Одиночных камер не было, и меня определили в караульное помещение. Дежурные офицеры ходили осматривать посты или спали, посему я мог в тишине и одиночестве размышлять, как мне было велено, о дружбе, о любви, о вере. Правда, половина ночи провёл, играя всё с теми же дежурными офицерами в шахматы. Под утро прилёг вздремнуть на жёсткий скрипучий топчан. Вскоре меня разбудили и вызвали к коменданту. Там я застал адмирала де Рибаса.

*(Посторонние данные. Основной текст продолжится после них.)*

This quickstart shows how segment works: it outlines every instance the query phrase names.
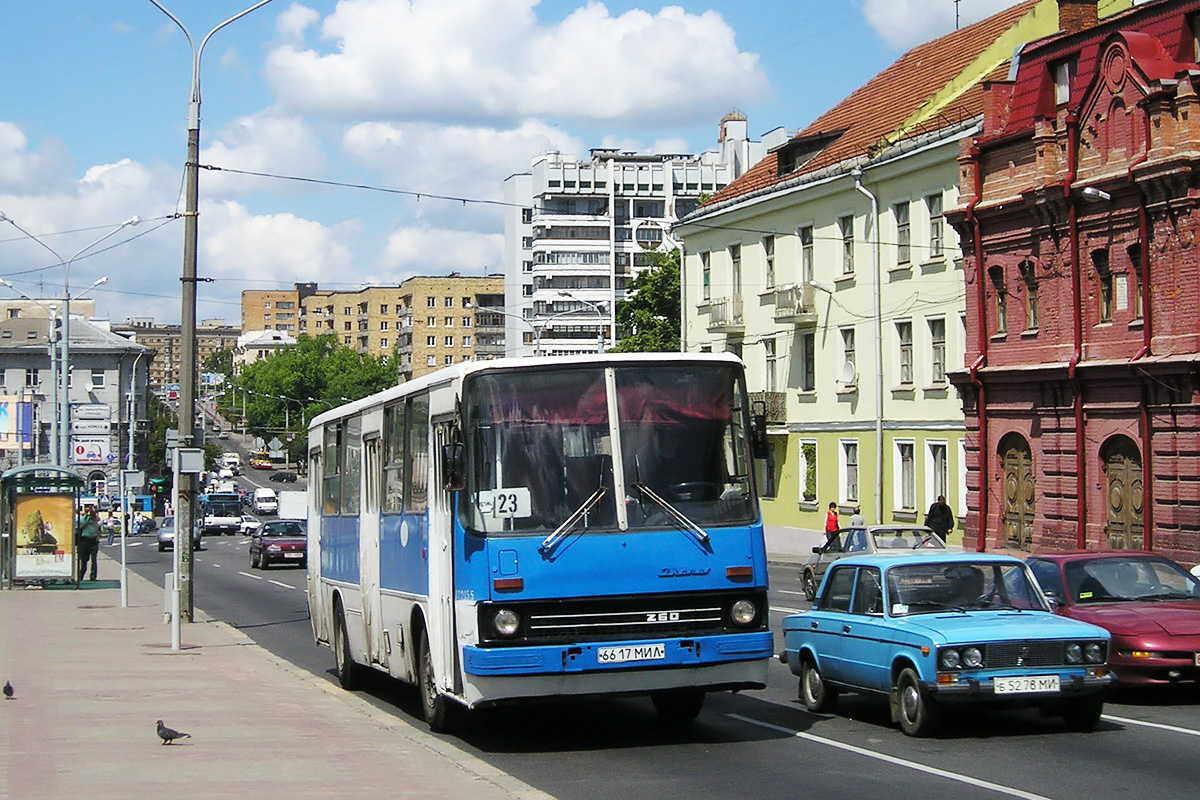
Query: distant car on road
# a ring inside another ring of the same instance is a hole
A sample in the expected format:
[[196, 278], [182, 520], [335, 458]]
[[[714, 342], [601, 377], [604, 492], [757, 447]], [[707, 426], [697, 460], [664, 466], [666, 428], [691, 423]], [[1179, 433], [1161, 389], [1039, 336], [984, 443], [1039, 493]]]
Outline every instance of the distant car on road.
[[1109, 666], [1129, 685], [1200, 682], [1200, 581], [1153, 553], [1031, 555], [1055, 612], [1112, 633]]
[[[162, 524], [158, 525], [158, 552], [169, 551], [175, 548], [175, 518], [163, 517]], [[199, 551], [203, 548], [203, 540], [200, 539], [199, 528], [192, 529], [192, 549]]]
[[800, 567], [800, 585], [804, 587], [804, 596], [812, 600], [829, 565], [847, 555], [940, 552], [946, 552], [946, 542], [924, 525], [842, 528], [828, 537], [824, 545], [812, 548], [812, 555]]
[[242, 536], [250, 536], [256, 530], [258, 530], [262, 525], [263, 525], [263, 523], [260, 521], [256, 519], [254, 517], [250, 516], [248, 513], [241, 515], [241, 535]]
[[1112, 680], [1109, 642], [1051, 613], [1020, 559], [856, 555], [829, 569], [811, 610], [784, 618], [780, 658], [809, 711], [876, 694], [910, 736], [934, 733], [950, 704], [1032, 705], [1090, 730]]
[[304, 519], [272, 519], [250, 536], [250, 566], [271, 564], [308, 566], [308, 524]]

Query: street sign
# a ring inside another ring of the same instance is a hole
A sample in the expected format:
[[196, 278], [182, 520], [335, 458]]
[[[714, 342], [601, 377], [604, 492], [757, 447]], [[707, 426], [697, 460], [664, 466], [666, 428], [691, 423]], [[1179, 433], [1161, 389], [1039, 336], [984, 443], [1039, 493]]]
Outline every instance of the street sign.
[[71, 437], [71, 462], [74, 464], [108, 464], [113, 456], [109, 437]]

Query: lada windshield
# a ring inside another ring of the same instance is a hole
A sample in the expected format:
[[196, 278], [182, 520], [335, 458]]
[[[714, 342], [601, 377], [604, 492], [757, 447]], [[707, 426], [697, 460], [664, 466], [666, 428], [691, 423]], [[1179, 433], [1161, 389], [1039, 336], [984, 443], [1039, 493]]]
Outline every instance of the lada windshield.
[[1048, 610], [1037, 584], [1018, 561], [906, 564], [888, 570], [887, 584], [887, 607], [893, 616], [997, 608]]
[[738, 375], [720, 363], [475, 375], [464, 387], [467, 527], [686, 528], [703, 537], [706, 525], [752, 522]]

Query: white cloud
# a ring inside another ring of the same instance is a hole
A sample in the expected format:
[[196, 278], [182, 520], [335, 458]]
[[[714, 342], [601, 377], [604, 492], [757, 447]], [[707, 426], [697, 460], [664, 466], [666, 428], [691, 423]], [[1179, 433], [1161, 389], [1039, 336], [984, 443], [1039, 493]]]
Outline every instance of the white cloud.
[[503, 271], [503, 234], [408, 227], [391, 233], [384, 247], [378, 283], [398, 283], [414, 275], [486, 275]]
[[538, 0], [343, 0], [328, 52], [283, 44], [280, 102], [334, 116], [514, 120], [712, 119], [766, 92], [757, 56], [720, 14], [668, 6], [613, 17], [592, 2], [540, 25]]
[[932, 4], [929, 0], [865, 0], [863, 16], [875, 32], [899, 50], [910, 50], [954, 30], [955, 6], [959, 26], [985, 19], [1014, 5], [1014, 0], [972, 0]]

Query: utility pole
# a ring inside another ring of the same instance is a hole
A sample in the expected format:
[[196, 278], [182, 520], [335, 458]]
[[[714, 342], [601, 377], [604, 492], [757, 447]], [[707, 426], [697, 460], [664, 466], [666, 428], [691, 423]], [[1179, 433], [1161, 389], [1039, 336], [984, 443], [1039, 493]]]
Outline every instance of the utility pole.
[[[199, 213], [199, 172], [200, 172], [200, 56], [204, 54], [204, 46], [209, 43], [212, 35], [218, 30], [245, 17], [256, 8], [265, 6], [271, 0], [259, 0], [250, 8], [241, 11], [224, 20], [200, 40], [200, 46], [196, 47], [187, 26], [179, 22], [175, 14], [167, 11], [158, 0], [150, 0], [162, 13], [167, 14], [175, 23], [188, 46], [192, 48], [192, 84], [191, 96], [187, 104], [187, 162], [184, 164], [185, 174], [185, 206], [184, 206], [184, 275], [182, 282], [182, 309], [180, 313], [181, 335], [180, 345], [184, 351], [180, 356], [179, 374], [179, 446], [192, 447], [196, 435], [196, 283], [202, 278], [196, 277], [196, 242], [197, 242], [197, 216]], [[196, 505], [196, 474], [182, 473], [182, 486], [179, 489], [179, 506], [175, 509], [175, 549], [181, 551], [184, 563], [182, 581], [187, 587], [182, 589], [182, 614], [187, 621], [192, 620], [196, 594], [192, 590], [192, 577], [194, 576], [192, 560], [192, 527], [194, 525]]]

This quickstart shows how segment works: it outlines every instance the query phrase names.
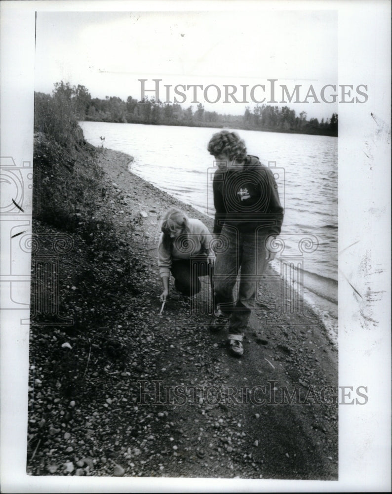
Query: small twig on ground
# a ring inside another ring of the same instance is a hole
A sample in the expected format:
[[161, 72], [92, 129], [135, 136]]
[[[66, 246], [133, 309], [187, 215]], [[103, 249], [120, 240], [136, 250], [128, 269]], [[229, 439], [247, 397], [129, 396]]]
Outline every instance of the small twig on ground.
[[39, 443], [41, 442], [40, 439], [38, 440], [38, 442], [37, 443], [37, 446], [36, 446], [36, 449], [34, 450], [34, 453], [33, 453], [33, 456], [31, 457], [31, 459], [30, 461], [32, 461], [33, 458], [36, 455], [36, 453], [37, 453], [37, 450], [38, 449], [38, 447], [39, 446]]
[[87, 358], [87, 365], [86, 366], [86, 370], [84, 371], [84, 373], [83, 374], [83, 377], [86, 375], [86, 372], [87, 372], [87, 369], [88, 367], [88, 363], [90, 362], [90, 355], [91, 353], [91, 344], [90, 344], [90, 349], [88, 351], [88, 357]]
[[268, 359], [266, 359], [265, 357], [264, 357], [264, 360], [266, 360], [273, 369], [275, 369], [274, 367], [272, 365], [272, 364], [271, 364], [271, 363], [270, 362]]

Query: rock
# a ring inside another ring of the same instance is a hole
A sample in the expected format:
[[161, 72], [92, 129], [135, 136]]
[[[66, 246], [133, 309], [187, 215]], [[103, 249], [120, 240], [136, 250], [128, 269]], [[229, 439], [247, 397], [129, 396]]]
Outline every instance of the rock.
[[87, 456], [86, 458], [82, 458], [81, 461], [83, 461], [85, 465], [87, 465], [90, 470], [92, 470], [94, 468], [94, 462], [92, 460], [92, 458]]
[[64, 467], [65, 467], [66, 472], [69, 473], [72, 473], [75, 469], [74, 463], [72, 461], [67, 461], [66, 463], [65, 463]]
[[125, 471], [119, 465], [116, 465], [113, 470], [113, 475], [115, 477], [122, 477]]

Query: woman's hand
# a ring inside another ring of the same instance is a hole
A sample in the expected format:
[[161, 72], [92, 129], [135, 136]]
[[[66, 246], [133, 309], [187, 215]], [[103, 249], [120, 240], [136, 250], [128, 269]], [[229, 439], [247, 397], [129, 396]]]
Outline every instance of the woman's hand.
[[266, 259], [267, 262], [269, 262], [270, 261], [272, 261], [274, 259], [275, 256], [276, 255], [276, 252], [274, 252], [274, 248], [272, 246], [274, 240], [275, 239], [274, 237], [269, 237], [266, 242]]
[[161, 302], [166, 302], [166, 299], [167, 298], [167, 295], [169, 294], [169, 290], [165, 288], [164, 290], [160, 294], [159, 296], [159, 300]]
[[214, 251], [210, 250], [207, 255], [207, 262], [209, 264], [211, 264], [211, 266], [213, 266], [215, 262], [215, 254], [214, 253]]

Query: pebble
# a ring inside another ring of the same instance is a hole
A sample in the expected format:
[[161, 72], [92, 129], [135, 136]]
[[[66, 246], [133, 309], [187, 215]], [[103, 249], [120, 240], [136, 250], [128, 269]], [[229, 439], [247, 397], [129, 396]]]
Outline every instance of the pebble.
[[87, 466], [90, 467], [90, 470], [92, 470], [94, 468], [94, 462], [91, 458], [83, 458], [81, 460]]
[[64, 466], [65, 467], [65, 471], [69, 473], [72, 473], [75, 469], [74, 463], [72, 461], [67, 461], [65, 463]]
[[55, 473], [58, 470], [58, 467], [57, 465], [48, 465], [46, 467], [50, 473]]
[[119, 465], [116, 465], [113, 470], [113, 475], [115, 477], [122, 477], [125, 471]]

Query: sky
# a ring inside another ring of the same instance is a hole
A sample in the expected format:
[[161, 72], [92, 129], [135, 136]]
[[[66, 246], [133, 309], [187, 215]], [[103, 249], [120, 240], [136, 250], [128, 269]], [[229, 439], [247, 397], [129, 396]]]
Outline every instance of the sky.
[[[337, 104], [321, 101], [319, 89], [338, 83], [337, 13], [335, 10], [161, 12], [38, 12], [37, 16], [36, 90], [51, 93], [55, 82], [82, 84], [92, 97], [128, 96], [140, 99], [142, 83], [155, 89], [159, 82], [159, 96], [176, 96], [178, 84], [199, 84], [178, 96], [184, 108], [201, 102], [206, 110], [242, 115], [243, 89], [251, 108], [250, 91], [257, 84], [254, 98], [271, 100], [269, 79], [276, 79], [276, 101], [282, 98], [280, 86], [291, 94], [301, 84], [303, 101], [309, 86], [314, 87], [319, 103], [312, 97], [307, 104], [286, 104], [308, 118], [330, 117]], [[222, 91], [205, 88], [218, 86]], [[225, 99], [224, 85], [237, 88]], [[183, 91], [183, 89], [181, 90]], [[333, 91], [330, 90], [331, 93]], [[146, 91], [145, 94], [147, 94]], [[154, 93], [148, 95], [152, 97]], [[326, 93], [328, 95], [328, 92]], [[210, 103], [205, 98], [209, 100]]]

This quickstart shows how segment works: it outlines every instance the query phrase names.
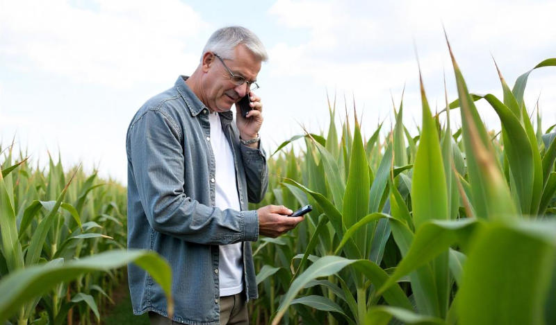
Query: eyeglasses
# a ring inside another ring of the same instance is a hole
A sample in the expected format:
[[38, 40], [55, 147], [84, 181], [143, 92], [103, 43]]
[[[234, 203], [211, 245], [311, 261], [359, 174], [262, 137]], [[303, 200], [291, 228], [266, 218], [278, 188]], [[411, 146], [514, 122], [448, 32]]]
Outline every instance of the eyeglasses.
[[247, 82], [247, 90], [256, 90], [259, 88], [259, 85], [257, 85], [256, 82], [255, 82], [254, 81], [247, 81], [247, 80], [245, 79], [244, 77], [240, 75], [234, 74], [234, 73], [231, 72], [231, 70], [230, 70], [229, 68], [228, 68], [228, 66], [227, 66], [226, 64], [224, 63], [224, 60], [222, 60], [222, 58], [220, 58], [220, 55], [218, 55], [216, 53], [213, 53], [213, 54], [214, 54], [214, 56], [215, 56], [216, 58], [218, 58], [218, 60], [220, 60], [222, 65], [224, 65], [224, 67], [226, 68], [226, 70], [228, 71], [228, 73], [230, 74], [230, 81], [231, 81], [231, 83], [233, 83], [236, 86], [241, 86], [244, 83]]

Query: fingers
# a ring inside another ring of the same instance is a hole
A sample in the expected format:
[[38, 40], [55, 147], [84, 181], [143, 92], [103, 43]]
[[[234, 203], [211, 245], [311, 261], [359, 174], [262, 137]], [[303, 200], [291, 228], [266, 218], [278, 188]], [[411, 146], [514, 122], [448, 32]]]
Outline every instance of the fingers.
[[261, 113], [261, 111], [258, 111], [256, 109], [251, 109], [249, 111], [249, 113], [247, 113], [245, 117], [247, 118], [250, 117], [254, 117], [256, 118], [261, 118], [261, 121], [263, 120], [262, 113]]
[[263, 103], [261, 102], [261, 97], [255, 95], [253, 91], [249, 93], [249, 99], [250, 103], [249, 103], [250, 106], [251, 106], [253, 109], [256, 109], [259, 112], [263, 112]]
[[271, 205], [270, 212], [272, 213], [281, 214], [284, 216], [289, 216], [293, 213], [293, 211], [291, 211], [291, 209], [288, 209], [283, 205]]

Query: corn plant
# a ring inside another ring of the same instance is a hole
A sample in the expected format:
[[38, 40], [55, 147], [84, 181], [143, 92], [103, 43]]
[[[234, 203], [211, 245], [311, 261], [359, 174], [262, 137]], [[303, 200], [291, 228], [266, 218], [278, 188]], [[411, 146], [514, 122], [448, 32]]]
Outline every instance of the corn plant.
[[21, 153], [12, 164], [13, 148], [0, 168], [0, 288], [10, 293], [0, 297], [0, 322], [71, 324], [74, 310], [81, 324], [90, 324], [91, 313], [98, 322], [99, 303], [124, 276], [111, 270], [131, 262], [152, 274], [171, 303], [166, 262], [125, 250], [124, 188], [97, 182], [96, 173], [65, 173], [60, 159], [49, 159], [47, 173]]
[[[384, 139], [382, 124], [363, 139], [354, 105], [353, 132], [347, 114], [338, 132], [334, 99], [326, 137], [306, 131], [279, 146], [263, 204], [315, 209], [291, 234], [256, 247], [262, 299], [252, 307], [254, 322], [556, 321], [556, 141], [539, 115], [534, 130], [523, 101], [532, 70], [512, 89], [498, 70], [503, 99], [479, 96], [449, 49], [458, 99], [446, 96], [441, 121], [420, 80], [416, 137], [402, 123], [402, 103]], [[556, 59], [534, 69], [549, 66]], [[474, 104], [481, 99], [498, 115], [500, 132], [486, 130]], [[452, 132], [458, 107], [461, 126]], [[284, 153], [300, 139], [303, 151]]]

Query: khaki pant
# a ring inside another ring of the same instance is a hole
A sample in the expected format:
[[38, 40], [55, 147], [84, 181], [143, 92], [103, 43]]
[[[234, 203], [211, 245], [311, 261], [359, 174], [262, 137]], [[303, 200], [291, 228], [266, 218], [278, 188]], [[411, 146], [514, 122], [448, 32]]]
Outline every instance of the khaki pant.
[[[249, 325], [245, 292], [220, 297], [220, 304], [221, 325]], [[179, 324], [152, 311], [149, 312], [149, 319], [152, 325]]]

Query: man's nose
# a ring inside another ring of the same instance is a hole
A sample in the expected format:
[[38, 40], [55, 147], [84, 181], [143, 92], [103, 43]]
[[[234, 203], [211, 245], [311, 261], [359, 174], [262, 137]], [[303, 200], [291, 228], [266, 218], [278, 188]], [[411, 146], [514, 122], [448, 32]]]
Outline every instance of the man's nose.
[[239, 86], [236, 86], [236, 87], [234, 88], [234, 90], [238, 93], [238, 96], [239, 96], [240, 98], [243, 98], [249, 92], [247, 90], [247, 83], [245, 82]]

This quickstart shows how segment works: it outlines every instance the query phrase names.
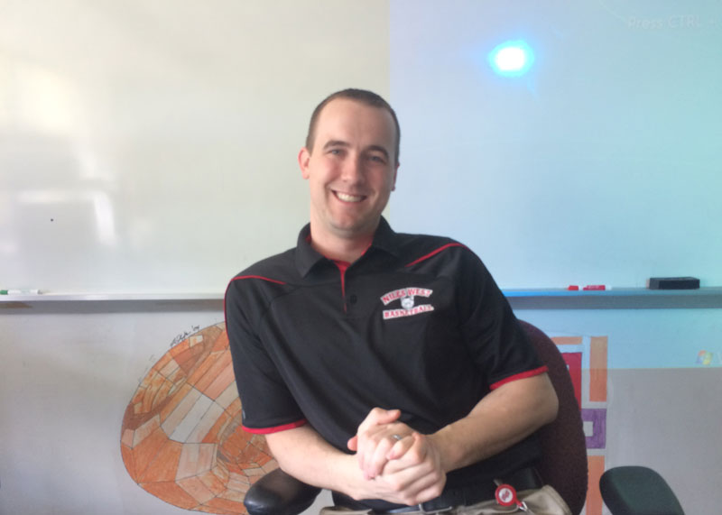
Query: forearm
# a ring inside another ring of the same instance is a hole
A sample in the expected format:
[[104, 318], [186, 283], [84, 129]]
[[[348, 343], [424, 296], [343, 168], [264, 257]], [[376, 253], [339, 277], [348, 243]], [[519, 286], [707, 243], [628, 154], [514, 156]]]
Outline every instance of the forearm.
[[333, 447], [309, 426], [266, 435], [266, 441], [279, 466], [308, 484], [347, 492], [360, 477], [355, 456]]
[[430, 437], [445, 472], [488, 458], [523, 440], [557, 416], [558, 400], [546, 374], [493, 391], [456, 422]]

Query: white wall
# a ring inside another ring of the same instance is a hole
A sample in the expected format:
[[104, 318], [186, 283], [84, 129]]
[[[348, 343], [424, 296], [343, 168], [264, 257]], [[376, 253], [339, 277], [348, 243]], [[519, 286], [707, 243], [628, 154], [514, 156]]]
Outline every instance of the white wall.
[[[450, 234], [503, 288], [722, 284], [719, 2], [392, 2], [392, 221]], [[500, 78], [524, 40], [529, 73]]]
[[388, 95], [386, 0], [0, 12], [3, 289], [222, 291], [308, 218], [316, 104]]

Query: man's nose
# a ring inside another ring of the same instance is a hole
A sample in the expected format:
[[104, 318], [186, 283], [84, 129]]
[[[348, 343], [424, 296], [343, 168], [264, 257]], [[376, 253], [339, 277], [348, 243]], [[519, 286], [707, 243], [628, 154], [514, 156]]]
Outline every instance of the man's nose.
[[360, 157], [349, 156], [341, 170], [342, 179], [348, 183], [356, 184], [364, 180], [364, 163]]

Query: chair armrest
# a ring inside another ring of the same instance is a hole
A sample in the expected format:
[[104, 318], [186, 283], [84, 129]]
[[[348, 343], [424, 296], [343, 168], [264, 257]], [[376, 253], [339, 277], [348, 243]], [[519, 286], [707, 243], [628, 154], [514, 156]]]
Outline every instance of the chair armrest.
[[605, 504], [613, 515], [684, 515], [667, 482], [643, 466], [618, 466], [599, 480]]
[[250, 515], [298, 515], [320, 491], [277, 468], [251, 486], [243, 503]]

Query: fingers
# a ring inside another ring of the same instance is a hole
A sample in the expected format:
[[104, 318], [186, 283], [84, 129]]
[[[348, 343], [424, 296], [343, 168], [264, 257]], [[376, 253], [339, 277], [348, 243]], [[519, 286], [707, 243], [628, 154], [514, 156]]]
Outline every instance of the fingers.
[[438, 497], [446, 484], [438, 450], [418, 433], [403, 440], [398, 444], [408, 448], [398, 459], [389, 461], [375, 481], [384, 483], [390, 490], [388, 496], [403, 504], [418, 504]]

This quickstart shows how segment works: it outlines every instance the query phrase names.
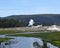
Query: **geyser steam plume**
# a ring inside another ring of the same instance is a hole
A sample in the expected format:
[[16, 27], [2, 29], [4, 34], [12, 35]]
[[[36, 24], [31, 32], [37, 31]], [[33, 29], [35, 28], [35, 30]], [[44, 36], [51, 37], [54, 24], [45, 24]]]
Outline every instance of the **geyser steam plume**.
[[28, 26], [33, 26], [33, 24], [34, 24], [34, 20], [30, 19]]

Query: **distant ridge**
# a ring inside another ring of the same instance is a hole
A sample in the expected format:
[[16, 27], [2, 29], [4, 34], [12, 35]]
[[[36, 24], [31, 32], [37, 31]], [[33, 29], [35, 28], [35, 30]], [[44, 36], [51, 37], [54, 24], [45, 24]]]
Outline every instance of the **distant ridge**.
[[60, 25], [60, 14], [33, 14], [33, 15], [11, 15], [3, 19], [14, 19], [28, 24], [33, 19], [37, 24], [58, 24]]

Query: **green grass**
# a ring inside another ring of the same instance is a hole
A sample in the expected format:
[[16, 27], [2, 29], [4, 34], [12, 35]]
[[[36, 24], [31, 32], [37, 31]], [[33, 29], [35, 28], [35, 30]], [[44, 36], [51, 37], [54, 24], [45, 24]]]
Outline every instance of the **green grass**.
[[19, 33], [21, 31], [19, 30], [0, 30], [0, 34], [14, 34], [14, 33]]
[[37, 34], [13, 34], [11, 36], [24, 36], [24, 37], [37, 37], [42, 38], [44, 41], [50, 42], [55, 46], [60, 46], [60, 32], [48, 32]]
[[0, 42], [7, 42], [9, 41], [11, 38], [0, 38]]

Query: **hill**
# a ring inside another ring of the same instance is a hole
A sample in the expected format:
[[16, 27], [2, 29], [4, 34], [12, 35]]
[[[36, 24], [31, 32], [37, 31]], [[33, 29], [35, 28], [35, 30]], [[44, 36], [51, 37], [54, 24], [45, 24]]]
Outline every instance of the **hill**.
[[35, 14], [35, 15], [11, 15], [4, 19], [14, 19], [28, 24], [30, 19], [33, 19], [36, 24], [58, 24], [60, 25], [60, 14]]

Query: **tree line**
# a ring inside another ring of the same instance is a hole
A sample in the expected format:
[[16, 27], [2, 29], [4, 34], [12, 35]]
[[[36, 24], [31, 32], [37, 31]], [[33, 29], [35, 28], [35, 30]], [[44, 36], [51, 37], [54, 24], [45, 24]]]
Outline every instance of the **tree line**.
[[25, 22], [14, 20], [14, 19], [0, 19], [0, 28], [10, 27], [24, 27], [27, 26]]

– Поступаете в моё распоряжение, – объявил мне адмирал.
– А как же мой арест?
– Отработали. Есть дела поважнее, – сказал он, садясь в карету и приглашая меня сесть напротив.
– В чем заключаются мои обязанности?
– Вы морской артиллерист с хорошим опытом. Нам нужно будет срочно усилить форты Кронштадта.
– Петербургу вновь угрожает Шведский флот?
– Не имею понятия. Чуть свет прискакал вестовой с приказом: срочно подготовить план усиления обороны фортов. Передал мне распоряжение насчёт вас, дорогой друг. Что, к чему – пока неизвестно.